Başını elleri arasına aldı ve ağrıyan başını ovaladı. Olamaz diye tekrarladı içinden. Dünyada milyonlarca insan varken en yakınım gidip de hoşlandığım kişiyi sevemez. Bu kadar şansız olamam diye geçirdi. Ama kendisi de biliyordu ki sarhoş insanlar herkesten daha doğru konuşurlar. Yani yoongi'nin yalan söyleme ihtimali yoktu. Gerçi kim böyle yalan söylerdi ki. Şu an sadece doğru olmaması için bahane üretmeye çalışıyor,aklından senaryolar üretiyordu. Ama ağrıyan başı ve çalan kapı senaryolarını yarıda kesmişti.
Oturduğu koltuktan kalkıp sendeleyerek kapıya geldi. Ama açmaya cesaret edemiyordu. Gerçekler hep acı olandı ve kim taehyung acı geçeklerden kaçmak,saklanmak istiyordu. Fakat nereye kadar diye düşündü. Nereye kadar kaçıp durabilir di. En yakın dostundan nereye kadar kaçabilirdi. Peki ilk aşkından nereye kadar kaçacaktı. Kendisi de biliyordu ki kaçan hep kaybeder ve tüm güzelliklere cesurlar sahip olurdu. Min yoongi çok güzeldi. Ve kim taehyung cesaretli olup o güzelliğe sahip olacaktı. Bu yüzden kapı kolunu sıkıca tutup derin bir nefes alıp açtı.
Jk: "açmasaydın keşke az daha durunca sabah olacaktı direk okula geçerdim ben. Hem manyak mısın neden karanlıkta oturuyorsun"
Jungkook hala kapıda dikilen taehyungu boşverip salona geçip ışığı açtı. Taehyung karanlıktan nefret ederdi aslında şu an neden böyle oturduğunu anlamamıştı. Çok üstelemeyip ceketini koltuğa attı ve mutfağa yöneldi. Kendisine bir bardak viski doldurup tekrar salona geçti. Taehyung koltukta dalgın dalgın oturuyordu. O da karşına geçip içeceğinden bir yudum aldı.
Jk: yolun yarısında bunlar sevişmeye başladı. Ah korkunçtu bende dayanamayıp evlerinin iki sokak gerisine bıraktım. Umarım ölmeden gidebilirler.
Kendi dediğine gülerek tek bir mimiğini bile oynatmayan esmer tenliye baktı. Fazla tuhaf fazla düşünceli görünüyordu.
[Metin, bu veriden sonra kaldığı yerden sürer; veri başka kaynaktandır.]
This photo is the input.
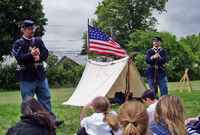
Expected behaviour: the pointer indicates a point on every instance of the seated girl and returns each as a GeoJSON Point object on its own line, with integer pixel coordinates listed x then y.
{"type": "Point", "coordinates": [102, 122]}
{"type": "Point", "coordinates": [35, 120]}
{"type": "Point", "coordinates": [133, 118]}
{"type": "Point", "coordinates": [169, 117]}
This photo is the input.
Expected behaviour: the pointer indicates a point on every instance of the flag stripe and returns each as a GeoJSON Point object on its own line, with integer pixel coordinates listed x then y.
{"type": "Point", "coordinates": [108, 52]}
{"type": "Point", "coordinates": [101, 43]}
{"type": "Point", "coordinates": [107, 49]}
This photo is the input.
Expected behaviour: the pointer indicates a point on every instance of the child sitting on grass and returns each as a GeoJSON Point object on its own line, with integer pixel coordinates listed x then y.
{"type": "Point", "coordinates": [102, 122]}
Jk"ne oldu sana? Yarım saat önce gayet mutluydun. Kimseyle birlikte olamadın diye mi üzgünsün yoksa ha"
Jungkook gülerken taehyung sinirlendiğini hissediyordu. O yoongiyi gördüğünden berri kimseyi düşünemezken böyle demesi sinirlenmesine sebep olmuştu. Karşısında oturmuş pişkin pişkin sırıtmasını saymıyordu bile.
Tae"yoongiyi neden öptün"
Jungkookun duyduğu soruya içtiği içki boğazında kalmış birkaç saniye öksürük krizine girmişti. Kendisine geldiğinde yalnış duyup duymadığını teyit etmek istercesine taehyungun yüzüne baktı.
Jk:"Ne"
Tae:" jungkook ikimizde sağır olmadığını biliyoruz. Sana yoongiyi neden öptün diye sordum.
Jk:" sen gördün mü?"
Tae:" hayır gerizekalı uyanık mış. Ama senin gibi bir özürlü bunu farkettmeyip onu dudağından öpmüş.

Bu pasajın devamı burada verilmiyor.